Home Cooking

I’m starting to loathe the term “comfort food” but I think no other phrase better describes meatloaf and macaroni and cheese, right?

I tried a new recipe for the meatloaf tonight. I felt brave, adding bacon to turkey meatloaf!

This recipe comes via Take Heart, I pinned it on Friday and decided to give it a try. I loved the idea of wrapping something healthy in bacon.

I made a few slight adjustments:

I had some dried stuffing in my cabinet, so I just took that and crushed it up into crumbs.
I omitted the carrots because Mike doesn’t like cooked carrots.
I omitted the green onions because I don’t like cooked green onions. (I love them raw though!) I wound up substituting them with one shallot and a l/4 cup of sweet onions.
I omitted the egg because I hate when eggs are used as binders. (I’m weird like that!)
With those few changes, I really enjoyed the way this turned out. I loved the smokiness of the bacon and the lightness of the turkey with the onions and zucchini. Mike was less enthused by the sweetness of the sauce, but I found it delicious.


I also made steamed asparagus with lemon zest.

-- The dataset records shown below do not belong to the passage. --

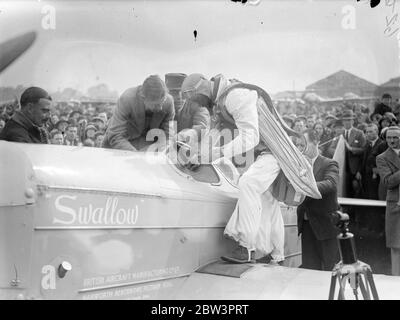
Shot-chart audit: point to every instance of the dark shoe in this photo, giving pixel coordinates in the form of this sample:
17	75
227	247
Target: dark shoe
266	259
240	255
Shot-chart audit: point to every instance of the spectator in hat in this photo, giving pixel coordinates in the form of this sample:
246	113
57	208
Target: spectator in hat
139	110
103	116
64	116
375	118
174	82
90	131
99	123
74	116
71	136
310	122
192	119
388	164
28	124
88	143
98	139
299	124
288	120
62	125
338	128
386	121
57	137
396	110
384	105
355	142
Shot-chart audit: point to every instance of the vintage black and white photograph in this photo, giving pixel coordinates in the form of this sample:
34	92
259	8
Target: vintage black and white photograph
200	150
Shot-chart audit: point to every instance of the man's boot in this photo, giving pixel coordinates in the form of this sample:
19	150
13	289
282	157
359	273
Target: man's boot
240	255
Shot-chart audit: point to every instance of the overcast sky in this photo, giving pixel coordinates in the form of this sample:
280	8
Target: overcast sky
276	44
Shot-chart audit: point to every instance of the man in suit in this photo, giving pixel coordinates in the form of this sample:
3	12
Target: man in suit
140	110
355	144
388	164
368	173
371	218
28	124
316	218
192	119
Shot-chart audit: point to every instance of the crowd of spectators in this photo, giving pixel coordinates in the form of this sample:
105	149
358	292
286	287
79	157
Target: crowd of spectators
83	123
71	123
364	131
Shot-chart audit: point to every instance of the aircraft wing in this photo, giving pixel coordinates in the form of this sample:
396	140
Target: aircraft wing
361	202
266	282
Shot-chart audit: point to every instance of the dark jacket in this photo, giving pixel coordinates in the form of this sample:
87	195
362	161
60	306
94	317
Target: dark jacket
20	129
354	159
193	116
388	164
130	123
320	212
370	181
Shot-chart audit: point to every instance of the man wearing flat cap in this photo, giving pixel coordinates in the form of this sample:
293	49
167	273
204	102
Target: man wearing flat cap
139	110
355	142
388	164
28	124
192	118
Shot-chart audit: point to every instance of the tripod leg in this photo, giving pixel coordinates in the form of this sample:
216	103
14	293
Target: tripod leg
364	292
371	282
332	287
342	286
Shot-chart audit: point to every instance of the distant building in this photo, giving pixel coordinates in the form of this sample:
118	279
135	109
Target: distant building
342	83
392	87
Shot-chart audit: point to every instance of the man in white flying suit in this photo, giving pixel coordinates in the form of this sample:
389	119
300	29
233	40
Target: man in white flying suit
256	223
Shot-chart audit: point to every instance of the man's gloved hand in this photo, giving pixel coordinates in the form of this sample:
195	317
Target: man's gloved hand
188	136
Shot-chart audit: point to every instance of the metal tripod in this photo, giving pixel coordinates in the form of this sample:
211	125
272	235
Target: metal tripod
349	269
353	273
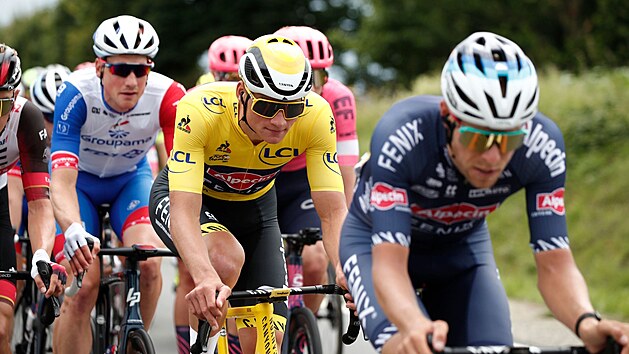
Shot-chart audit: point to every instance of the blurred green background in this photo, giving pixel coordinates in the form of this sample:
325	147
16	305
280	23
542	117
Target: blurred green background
387	50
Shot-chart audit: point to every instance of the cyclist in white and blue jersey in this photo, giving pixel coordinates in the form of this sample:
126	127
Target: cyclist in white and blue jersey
438	167
106	119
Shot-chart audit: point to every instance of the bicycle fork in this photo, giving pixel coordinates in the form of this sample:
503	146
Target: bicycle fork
133	318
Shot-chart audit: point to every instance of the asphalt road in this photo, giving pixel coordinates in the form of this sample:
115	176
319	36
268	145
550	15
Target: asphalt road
532	324
162	330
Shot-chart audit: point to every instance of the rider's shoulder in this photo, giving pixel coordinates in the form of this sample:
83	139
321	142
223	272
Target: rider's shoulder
422	110
336	89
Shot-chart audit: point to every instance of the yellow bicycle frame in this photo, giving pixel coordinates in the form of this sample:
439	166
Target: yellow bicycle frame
262	313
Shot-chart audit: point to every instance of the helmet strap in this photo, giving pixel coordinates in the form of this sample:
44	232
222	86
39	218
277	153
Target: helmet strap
450	124
244	111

Always a favorite!

And to finish off this meal, I made mac and cheese via the Pioneer Woman.

I made a few changes to this recipe too:

I used cavatappi pasta.
I used colby jack and cheddar cheese.
I omitted the egg. (see note above!)
Once I melted my butter, I added one finely chopped shallot and four cloves of minced garlic. I let them cook for a bit, then I added my flour.
I used 2% milk instead of whole milk. To save some calories. And honestly, you never miss the extra fat!
I used AT LEAST 2 and 1/2 tsp of dried mustard. I love the stuff!